Due to the strength of my previous matching algorithm, we can see that only a few points are eliminated by RANSAC. It appears that all kept points have strong correspondance with each other. Ultimately, 19 points were kept, which is a healthy number for fitting the final homography.
Since my matched points above were already so well matched, the RANSAC algorithm did not get the oppurtunity to prune much. Thus, I generated more RANSAC comparisons below with a pair of images that were somewhat more difficult to align. We can see that the pre-RANSAC image has a few poor matches. For example, there is a match between two points in the sky that is incorrect. We can see that these incorrect matches are filtered out by RANSAC.
With this background material out of the way, now we can produce image mosaics automatically. I combined all of the previous functionality into one function so that we can now create image mosiacs with one function call and only a pair of images and some optional hyperparameters as arguments! How cool is that!
Let's take a look at the results. I'll use the same images I created image mosiacs for manually, so that we can can judge how well the automatic stitching performed.
In my opinion, these automatically stitched mosaics look very nice and comparible to the manually made mosaics. In all three cases, I can tell not tell a difference in the alignment of each image pair.
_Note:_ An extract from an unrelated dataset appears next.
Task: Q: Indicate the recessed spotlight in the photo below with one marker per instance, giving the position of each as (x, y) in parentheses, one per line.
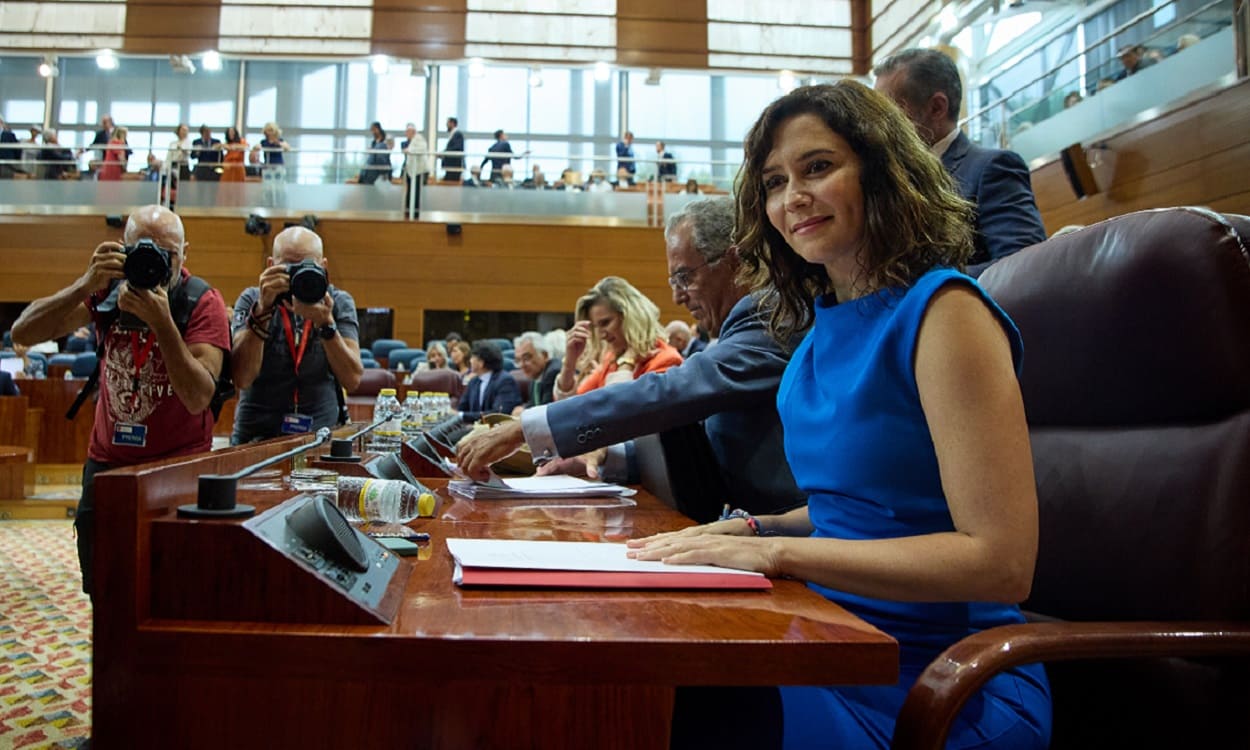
(106, 60)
However, the difference in the perspective of the left image in the third mosiac between the manual and automatic mosaics is perplexing. In the third mosaic, the viewer can see that the shape the left image is warped into is different between the auto and manual mosiacs. However, the image pair appears to be well aligned in both images. I can not tell where the image seam is in either mosaic, indicating a high quality of alignment between the images.
Note that sometimes the automatic and manual mosaics used different blending techniques which can affect the boundaries of the mosaics.
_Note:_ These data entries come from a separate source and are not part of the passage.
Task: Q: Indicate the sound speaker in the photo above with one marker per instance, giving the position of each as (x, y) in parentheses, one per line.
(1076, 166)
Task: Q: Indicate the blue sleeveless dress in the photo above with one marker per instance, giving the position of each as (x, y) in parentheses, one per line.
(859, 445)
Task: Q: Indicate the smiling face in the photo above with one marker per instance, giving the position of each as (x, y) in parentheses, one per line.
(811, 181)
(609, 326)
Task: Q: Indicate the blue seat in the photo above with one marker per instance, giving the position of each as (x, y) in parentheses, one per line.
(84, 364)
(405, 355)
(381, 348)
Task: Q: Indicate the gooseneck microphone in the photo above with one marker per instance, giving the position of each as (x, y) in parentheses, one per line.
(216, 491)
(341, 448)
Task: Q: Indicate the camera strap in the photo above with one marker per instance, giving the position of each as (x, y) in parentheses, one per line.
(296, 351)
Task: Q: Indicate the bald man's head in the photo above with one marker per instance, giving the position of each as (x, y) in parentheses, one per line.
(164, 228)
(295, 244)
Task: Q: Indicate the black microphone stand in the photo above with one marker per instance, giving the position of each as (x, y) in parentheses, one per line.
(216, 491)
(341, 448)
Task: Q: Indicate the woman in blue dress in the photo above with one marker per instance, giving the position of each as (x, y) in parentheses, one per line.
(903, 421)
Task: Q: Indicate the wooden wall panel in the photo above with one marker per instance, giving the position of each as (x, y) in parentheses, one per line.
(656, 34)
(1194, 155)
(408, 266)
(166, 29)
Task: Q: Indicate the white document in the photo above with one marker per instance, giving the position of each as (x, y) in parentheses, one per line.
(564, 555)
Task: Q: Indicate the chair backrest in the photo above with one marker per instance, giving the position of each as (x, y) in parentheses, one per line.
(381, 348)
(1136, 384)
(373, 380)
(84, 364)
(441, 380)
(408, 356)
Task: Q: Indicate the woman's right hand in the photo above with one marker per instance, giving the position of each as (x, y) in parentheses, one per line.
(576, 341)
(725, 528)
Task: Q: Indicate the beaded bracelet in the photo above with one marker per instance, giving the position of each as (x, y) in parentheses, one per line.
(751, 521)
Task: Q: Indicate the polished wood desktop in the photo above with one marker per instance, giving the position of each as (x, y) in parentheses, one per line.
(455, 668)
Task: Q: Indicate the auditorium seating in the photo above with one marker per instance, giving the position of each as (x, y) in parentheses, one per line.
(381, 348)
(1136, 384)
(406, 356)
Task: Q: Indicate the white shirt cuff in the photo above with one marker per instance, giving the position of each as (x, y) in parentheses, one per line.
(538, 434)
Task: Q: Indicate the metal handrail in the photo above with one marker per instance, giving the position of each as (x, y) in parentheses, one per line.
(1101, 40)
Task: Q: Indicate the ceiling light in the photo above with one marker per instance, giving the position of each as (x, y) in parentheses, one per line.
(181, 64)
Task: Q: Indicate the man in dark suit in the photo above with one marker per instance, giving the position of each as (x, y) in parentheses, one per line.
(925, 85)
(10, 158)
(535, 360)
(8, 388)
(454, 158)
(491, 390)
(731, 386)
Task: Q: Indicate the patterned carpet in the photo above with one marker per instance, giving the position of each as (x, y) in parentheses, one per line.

This entire project has been really cool to complete! I have especially enjoyed Part B and implementing an algorithm with enough intelligence to find matching features that robustly create good image mosaics. If I had to pick one thing, I am the proudest of my implementation of feature matching and the way I encorparated nearest neighbour search manually. I find it very cool how we can abstractly extract information about points of interest and match them based on this information.
I consulted some external resoures when creating this website for instructions on how to write HTML and CSS code. Some of my webpage code is adapted from https://www.w3schools.com/howto/howto_css_images_side_by_side.asp and https://stackoverflow.com/questions/12912048/how-to-maintain-aspect-ratio-using-html-img-tag.
When solving for the equation of the homography matrix, I was influenced by materials provided by course staff--in particular, the site of Alec Li. I derived the equations myself; however, given the recommendation by course staff, I viewed Alec Li's page to see examples of image mosaics when begininning on the project. There, I observed his solution for the homography system of equations, which may have subconicously affected my approach to solving the system myself.
I used the formula for the Fourier Transform of a Gaussian as given on Wolfram MathWorld here.
I would like to emphasize that all of the code for image processing is of my own creation.